Rétvári: EU should protect bloc's external borders

"Pro-migration forces plan to have one million migrants arrive in Europe every year, while the negative effects of illegal migration are obvious," Bence Rétvári said.

Bence Rétvári, a state secretary at the interior ministry, said in Brussels on Wednesday that the European Union should deploy member states' resources to protect the bloc's external borders, but it is failing in doing so and has even imposed a daily fine on Hungary "for protecting its external borders".

After a meeting of EU interior ministers, Rétvári told a press conference that the EU received 981,000 asylum requests in 2024, second highest after 2016, when some 1 million were registered. This year, the number of requests may reach 1.1 million, he insisted.

"Pro-migration forces plan to have one million migrants arrive in Europe every year, while the negative effects of illegal migration are obvious," Rétvári said.

"Besides constant terror threat and increasingly frequent attacks, the Schengen Area is also faltering," Rétvári said.
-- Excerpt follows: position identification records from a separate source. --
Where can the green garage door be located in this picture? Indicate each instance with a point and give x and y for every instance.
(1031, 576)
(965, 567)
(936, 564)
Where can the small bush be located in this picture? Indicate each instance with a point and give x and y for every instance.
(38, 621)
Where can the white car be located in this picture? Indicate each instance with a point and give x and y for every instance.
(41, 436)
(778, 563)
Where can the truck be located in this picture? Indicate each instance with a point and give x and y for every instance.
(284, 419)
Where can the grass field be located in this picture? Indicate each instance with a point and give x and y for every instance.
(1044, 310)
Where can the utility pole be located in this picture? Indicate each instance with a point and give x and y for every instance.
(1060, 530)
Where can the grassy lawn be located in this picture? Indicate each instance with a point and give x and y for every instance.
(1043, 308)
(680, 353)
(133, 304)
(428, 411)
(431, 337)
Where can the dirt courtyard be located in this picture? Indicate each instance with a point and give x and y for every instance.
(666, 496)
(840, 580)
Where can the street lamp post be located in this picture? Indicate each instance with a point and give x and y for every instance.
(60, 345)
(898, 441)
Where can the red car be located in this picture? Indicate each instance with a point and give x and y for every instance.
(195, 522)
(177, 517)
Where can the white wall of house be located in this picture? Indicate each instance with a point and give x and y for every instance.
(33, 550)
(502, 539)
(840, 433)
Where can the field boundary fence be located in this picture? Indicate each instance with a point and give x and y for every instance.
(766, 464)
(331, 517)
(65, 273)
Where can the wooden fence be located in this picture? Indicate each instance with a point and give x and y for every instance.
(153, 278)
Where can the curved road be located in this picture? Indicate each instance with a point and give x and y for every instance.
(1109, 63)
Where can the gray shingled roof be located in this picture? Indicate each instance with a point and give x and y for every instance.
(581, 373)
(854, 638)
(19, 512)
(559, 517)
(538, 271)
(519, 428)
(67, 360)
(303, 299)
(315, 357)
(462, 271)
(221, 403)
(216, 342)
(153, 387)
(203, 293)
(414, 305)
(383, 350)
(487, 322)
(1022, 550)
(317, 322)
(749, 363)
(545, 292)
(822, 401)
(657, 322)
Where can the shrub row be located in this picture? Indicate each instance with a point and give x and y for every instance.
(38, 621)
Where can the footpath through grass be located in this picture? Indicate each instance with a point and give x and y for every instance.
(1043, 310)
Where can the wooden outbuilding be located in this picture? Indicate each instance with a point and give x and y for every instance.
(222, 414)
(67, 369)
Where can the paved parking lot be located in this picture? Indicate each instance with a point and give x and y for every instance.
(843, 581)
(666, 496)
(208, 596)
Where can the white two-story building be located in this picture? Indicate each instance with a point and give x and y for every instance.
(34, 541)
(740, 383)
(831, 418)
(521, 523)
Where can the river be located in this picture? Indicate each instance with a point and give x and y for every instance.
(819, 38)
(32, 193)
While it is "in theory" based on the principle of free movement, an increasing number of countries including Italy, Germany, Sweden and France have so far introduced border checks, he said. That harms one of the EU's fundamental goals, open borders, he said. "The situation is worse now than it was 5 years ago as internal borders are less and less open."

Due to the EU's inactivity, member states are increasingly taking the protection of external borders into their own hands, he said. Austrian, Czech and Slovak border guards have helped out on Hungary's southern border in the past years, the state secretary added. Joint action was launched on the Turkish-Bulgarian border in 2024 with the participation of Bulgarian, Romanian, Austrian and Hungarian forces, and Croatian, Slovene and Italian authorities are cooperating to stop illegal migration on the Bosnian border, he said.